Nothing. Nothing happened. The man didn’t move his feet. The woman didn’t try to move her dog off his feet. He didn’t roll his eyes or ask the woman to get her dog away from him. She didn’t apologize for the dog. She didn’t even look at the man. Apparently, nothing abnormal had just happened at all!

 It reminded me of a story the marine at the airport, Brett told us about his new puppy he bought in Germany. He said he brought it to the vet for his puppy shots and the dog playfully gnawed at the doctor’s hand. The vet immediately pulled her hand back and swung a full-forced backhand across the small dog’s face. The dog squealed and Brett looked shocked. The vet gruffly declared, “GERMAN DOGS DO NOT BITE!”

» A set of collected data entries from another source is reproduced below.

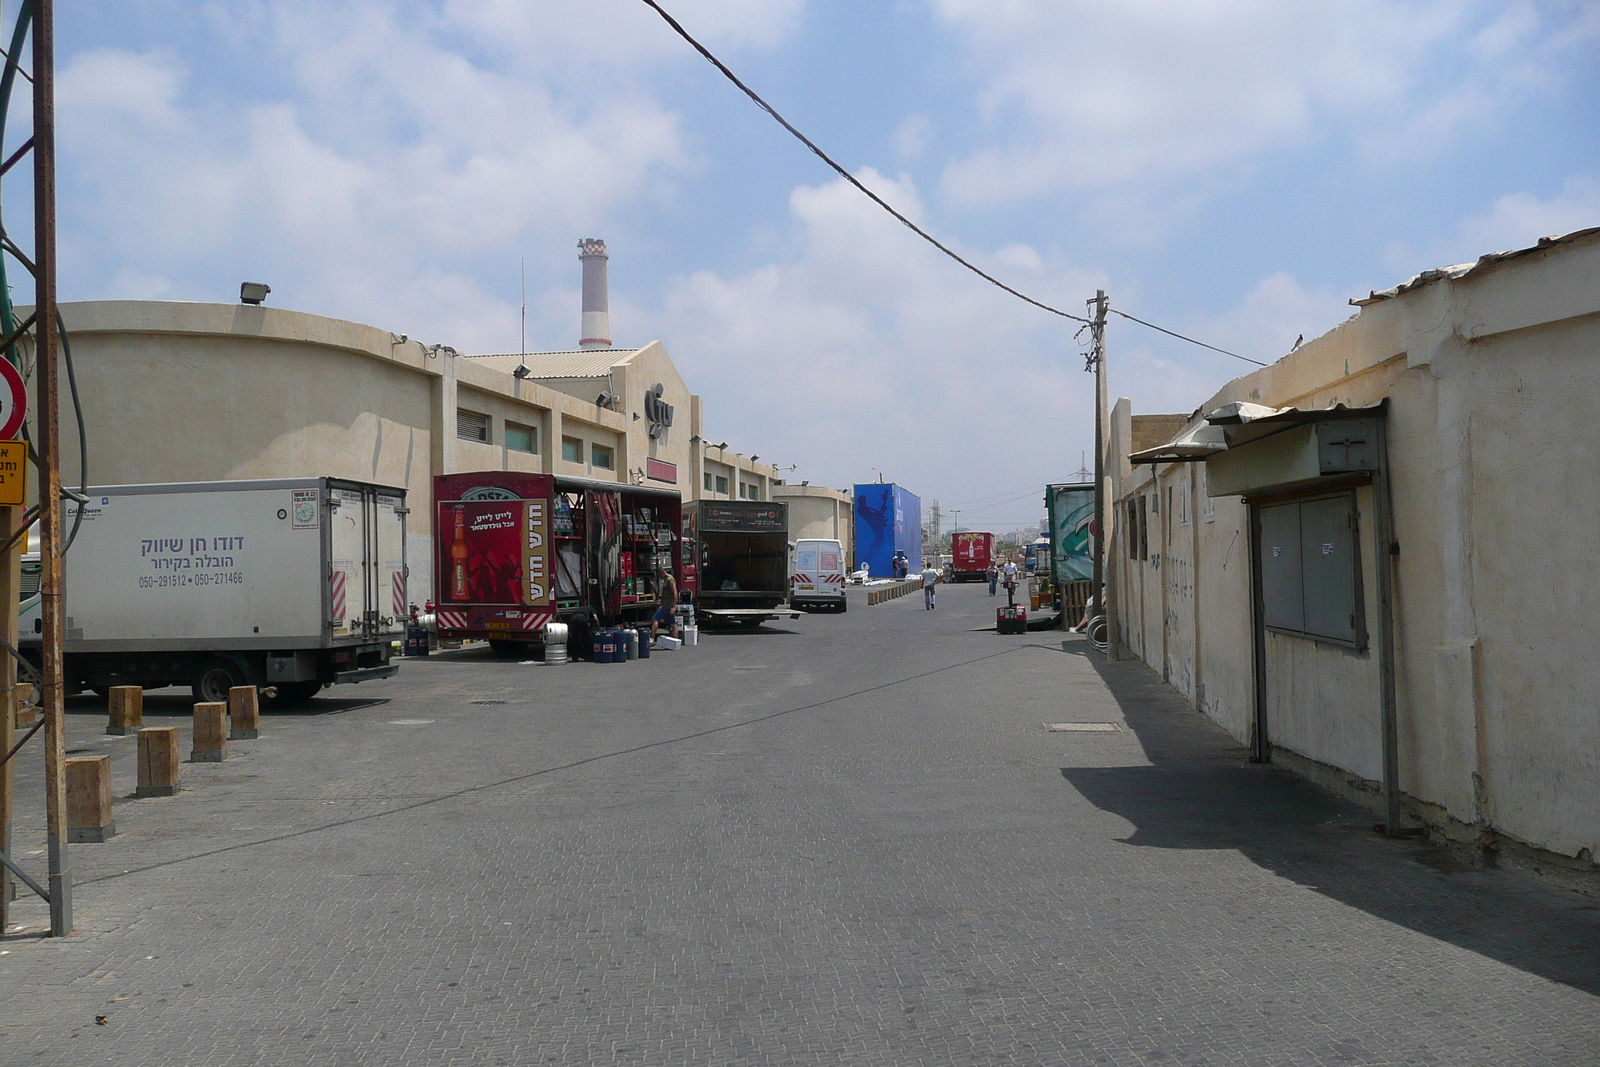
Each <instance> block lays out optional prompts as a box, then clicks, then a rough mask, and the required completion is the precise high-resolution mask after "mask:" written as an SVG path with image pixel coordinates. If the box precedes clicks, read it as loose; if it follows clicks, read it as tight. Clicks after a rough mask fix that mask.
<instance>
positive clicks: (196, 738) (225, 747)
mask: <svg viewBox="0 0 1600 1067" xmlns="http://www.w3.org/2000/svg"><path fill="white" fill-rule="evenodd" d="M226 758H227V704H224V702H222V701H216V702H214V704H195V736H194V749H190V750H189V761H190V763H221V761H222V760H226Z"/></svg>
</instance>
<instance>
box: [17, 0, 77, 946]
mask: <svg viewBox="0 0 1600 1067" xmlns="http://www.w3.org/2000/svg"><path fill="white" fill-rule="evenodd" d="M53 8H54V5H53V0H34V282H35V293H37V294H35V299H34V304H35V314H37V317H38V318H37V322H35V326H34V331H35V333H34V336H35V346H37V354H35V357H37V360H35V379H34V381H35V387H37V400H35V405H37V414H38V422H37V426H38V440H37V442H35V445H37V448H38V466H40V472H38V512H40V515H38V592H40V616H42V619H43V632H42V653H43V670H42V673H43V685H42V686H40V689H42V691H40V705H42V707H43V710H45V833H46V849H48V853H50V934H51V936H53V937H66V936H67V934H70V933H72V870H70V867H69V865H67V779H66V729H64V726H66V723H64V717H62V707H61V697H62V689H61V638H62V629H61V621H62V614H61V606H62V605H61V424H59V419H58V410H56V408H58V405H56V342H58V338H56V85H54V82H56V62H54V58H56V34H54V10H53ZM13 609H14V606H13Z"/></svg>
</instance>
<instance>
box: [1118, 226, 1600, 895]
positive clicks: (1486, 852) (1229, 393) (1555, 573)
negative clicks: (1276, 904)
mask: <svg viewBox="0 0 1600 1067" xmlns="http://www.w3.org/2000/svg"><path fill="white" fill-rule="evenodd" d="M1354 302H1355V304H1358V306H1360V310H1358V314H1357V315H1354V317H1352V318H1350V320H1349V322H1346V323H1344V325H1342V326H1339V328H1336V330H1333V331H1331V333H1328V334H1325V336H1322V338H1317V339H1315V341H1312V342H1307V344H1306V346H1302V347H1299V349H1298V350H1294V352H1293V354H1290V355H1286V357H1283V358H1282V360H1278V362H1277V363H1274V365H1272V366H1267V368H1264V370H1259V371H1254V373H1251V374H1246V376H1243V378H1238V379H1235V381H1232V382H1229V384H1227V386H1224V387H1222V389H1221V390H1219V392H1218V394H1216V395H1213V397H1211V398H1208V400H1205V403H1202V405H1200V406H1198V408H1197V410H1195V413H1192V414H1189V416H1131V414H1130V403H1128V402H1126V400H1122V402H1118V403H1117V406H1115V411H1114V416H1112V421H1110V422H1112V432H1110V443H1109V448H1107V453H1109V456H1107V458H1109V467H1107V469H1109V470H1110V482H1112V499H1114V501H1115V506H1114V509H1112V518H1114V523H1112V539H1110V544H1109V568H1110V569H1109V579H1110V587H1112V593H1110V605H1109V606H1110V611H1112V616H1114V619H1112V635H1114V638H1115V643H1117V645H1120V651H1122V653H1123V654H1131V656H1136V657H1139V659H1142V661H1144V662H1147V664H1149V665H1150V667H1152V669H1155V670H1160V672H1162V677H1163V678H1166V681H1168V683H1171V685H1173V686H1174V688H1176V689H1179V691H1181V693H1184V694H1186V696H1187V697H1189V699H1190V701H1192V702H1194V704H1195V707H1198V709H1200V710H1203V712H1205V713H1206V715H1210V717H1211V718H1214V720H1216V721H1219V723H1221V725H1222V726H1226V728H1227V729H1229V731H1230V733H1232V734H1234V736H1235V737H1238V739H1240V741H1242V742H1246V744H1251V745H1253V747H1254V750H1256V753H1258V757H1261V758H1270V760H1275V761H1282V763H1286V765H1290V766H1293V768H1296V769H1299V771H1302V773H1306V774H1309V776H1312V777H1315V779H1318V781H1322V782H1325V784H1328V785H1333V787H1336V789H1339V790H1342V792H1346V793H1349V795H1352V797H1358V798H1366V800H1370V801H1373V803H1374V806H1379V808H1381V806H1382V805H1381V801H1382V798H1384V790H1386V787H1387V789H1390V790H1392V793H1394V797H1395V801H1397V805H1398V806H1400V808H1403V813H1405V817H1406V819H1408V821H1421V822H1424V824H1427V825H1429V827H1432V829H1434V830H1435V832H1440V833H1446V835H1450V837H1453V838H1456V840H1464V841H1472V843H1477V845H1480V846H1482V848H1483V849H1485V853H1498V854H1501V856H1522V857H1534V859H1539V861H1541V862H1546V864H1552V862H1557V864H1558V862H1562V861H1560V859H1557V857H1566V859H1565V862H1566V865H1568V867H1573V869H1578V870H1582V872H1587V873H1590V875H1592V873H1595V872H1600V869H1597V867H1595V865H1594V859H1595V854H1597V851H1600V715H1597V713H1595V707H1597V693H1600V657H1597V656H1595V654H1594V640H1592V633H1590V624H1592V619H1594V617H1597V613H1600V576H1597V571H1595V563H1594V561H1595V558H1600V424H1597V421H1595V419H1594V411H1592V408H1594V403H1592V398H1594V397H1597V395H1600V230H1582V232H1578V234H1571V235H1568V237H1563V238H1547V240H1546V242H1541V243H1539V245H1538V246H1534V248H1526V250H1520V251H1515V253H1499V254H1493V256H1485V258H1483V259H1480V261H1477V262H1474V264H1464V266H1459V267H1446V269H1443V270H1430V272H1427V274H1422V275H1419V277H1416V278H1413V280H1410V282H1406V283H1405V285H1402V286H1397V288H1394V290H1389V291H1384V293H1373V294H1371V296H1370V298H1366V299H1360V301H1354ZM1163 419H1165V422H1163Z"/></svg>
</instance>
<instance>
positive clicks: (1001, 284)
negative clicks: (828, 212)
mask: <svg viewBox="0 0 1600 1067" xmlns="http://www.w3.org/2000/svg"><path fill="white" fill-rule="evenodd" d="M645 3H646V5H650V6H651V8H653V10H654V13H656V14H659V16H661V18H662V19H666V22H667V26H670V27H672V32H675V34H677V35H678V37H682V38H683V40H686V42H688V43H690V46H691V48H693V50H694V51H698V53H699V54H702V56H706V61H707V62H709V64H710V66H714V67H717V69H718V70H722V75H723V77H725V78H728V80H730V82H733V83H734V85H736V86H739V91H741V93H744V94H746V96H749V98H750V99H752V101H755V106H757V107H760V109H762V110H765V112H766V114H768V115H771V117H773V118H774V120H776V122H778V125H779V126H782V128H784V130H787V131H789V133H792V134H794V136H795V139H797V141H800V144H803V146H805V147H808V149H811V152H813V155H816V157H818V158H819V160H822V162H824V163H827V165H829V166H830V168H832V170H834V171H835V173H837V174H838V176H840V178H843V179H845V181H848V182H850V184H851V186H854V187H856V189H859V190H861V192H862V194H866V195H867V198H869V200H872V203H875V205H878V206H880V208H883V210H885V211H888V213H890V214H893V216H894V218H896V219H899V221H901V224H902V226H904V227H906V229H909V230H910V232H912V234H915V235H917V237H920V238H922V240H925V242H928V243H930V245H933V246H934V248H938V250H939V251H942V253H944V254H946V256H949V258H950V259H954V261H955V262H958V264H962V266H963V267H966V269H968V270H971V272H973V274H976V275H978V277H979V278H982V280H984V282H989V283H990V285H997V286H1000V288H1002V290H1005V291H1006V293H1010V294H1011V296H1014V298H1018V299H1019V301H1027V302H1029V304H1032V306H1034V307H1038V309H1040V310H1046V312H1050V314H1051V315H1061V317H1062V318H1070V320H1072V322H1082V323H1086V322H1088V318H1083V317H1082V315H1072V314H1069V312H1064V310H1061V309H1059V307H1051V306H1050V304H1045V302H1043V301H1035V299H1034V298H1032V296H1029V294H1027V293H1019V291H1016V290H1013V288H1011V286H1010V285H1006V283H1005V282H1002V280H1000V278H997V277H994V275H992V274H987V272H986V270H982V269H981V267H978V266H974V264H971V262H968V261H966V259H963V258H962V256H958V254H957V253H955V251H952V250H950V248H947V246H946V245H942V243H941V242H939V238H936V237H934V235H933V234H930V232H928V230H925V229H922V227H920V226H917V224H915V222H912V221H910V219H907V218H906V216H904V214H901V213H899V211H896V210H894V208H893V206H890V203H888V202H886V200H885V198H883V197H880V195H878V194H875V192H872V190H870V189H867V187H866V186H862V184H861V182H859V181H858V179H856V176H854V174H851V173H850V171H846V170H845V168H843V166H840V165H838V163H835V162H834V158H832V157H830V155H829V154H827V152H824V150H822V149H819V147H816V142H813V141H811V138H808V136H805V134H803V133H800V131H798V130H795V128H794V126H792V125H790V123H789V120H787V118H784V117H782V115H779V114H778V110H776V109H774V107H773V106H771V104H768V102H766V101H763V99H762V98H760V94H757V91H755V90H752V88H750V86H749V85H746V83H744V82H741V80H739V75H736V74H734V72H733V70H730V69H728V67H726V66H725V64H723V62H722V59H718V58H717V56H714V54H710V50H709V48H706V45H702V43H699V42H698V40H694V38H693V37H691V35H690V32H688V30H686V29H683V26H680V24H678V21H677V19H675V18H672V16H670V14H667V13H666V11H664V10H662V8H661V5H659V3H656V0H645Z"/></svg>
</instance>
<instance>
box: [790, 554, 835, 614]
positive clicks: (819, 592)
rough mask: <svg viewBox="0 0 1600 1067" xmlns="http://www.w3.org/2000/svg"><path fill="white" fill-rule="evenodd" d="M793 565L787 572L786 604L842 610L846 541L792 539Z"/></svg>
mask: <svg viewBox="0 0 1600 1067" xmlns="http://www.w3.org/2000/svg"><path fill="white" fill-rule="evenodd" d="M794 560H795V566H794V573H792V574H790V576H789V606H792V608H805V609H811V608H827V609H830V611H845V609H846V608H848V605H846V603H845V545H842V544H840V542H837V541H813V539H810V537H806V539H803V541H797V542H795V555H794Z"/></svg>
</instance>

The bus bounced along the road, curving through the rolling green hills that divide each little village until the next. We were nearing the sign for Bargau village limits when I randomly said, “Hey, Scott, I know something that’s different here than in America.”

“What?” he asked, curious.

 “There’s no roadkill.” He shook his head confidently, “Oh no. I did see roadkill.”

“Really?” I asked. “What was it?”

 “A chicken,” he answered nonchalantly. I laughed hysterically until we reached our stop.